The Data Table section displays all Infrastructure data in a single table. Tailor your experience by adding and removing specific metrics, filtering your data to quickly drill into important Infrastructure issues, and toggle between displaying data in real-time or from a static timeframe. Quickly isolate high level issues and drill into them to identify root cause.

Add & Remove Data

Select specific Infrastructure data you would like to see in your data table by toggling on and off each attribute or metric.

Access specific Hosts, Host IDs, Host Names, Kubernetes Nodes, OS Types, and other key attributes with the Filters bar. Quickly index across all of your infrastructure data in one search.

Live & History View

Toggle between a static timerange with the History View or track your Infrastructure data in real-time with Live View.

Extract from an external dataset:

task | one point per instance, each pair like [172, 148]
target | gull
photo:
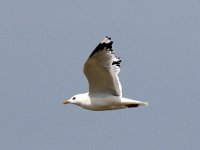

When you select a specific date range, you will be viewing your data in History View. Deselect the date range you previously specified to switch back to Live View.

Drilling Into Your Data

The below section describes some of the many ways you can drill into your data. By default Middleware connects data across your stack using attributes and span and thread ids to ensure a drillable experience across all components. This enables users to have an easy path to root cause regardless of where they start their exploration.

In the examples below you'll see how to drill into the Host List and Kubernetes Data, however, the drill is available from any data point across the Data table.

Drilling Into Host List Data

The following example will show you how to drill into a specific Host to better understand the associated components. When drilling into the Host, Middleware by default associates data across all Metrics, Pods, Containers, Processes, Logs and Services.

Drilling Into Kubernetes Data

The following example will show you how to drill into your Kubernetes Infrastructure. When drilling into Kubernetes data, Middleware by default associates data across Clusters, Nodes, Services, and Workloads.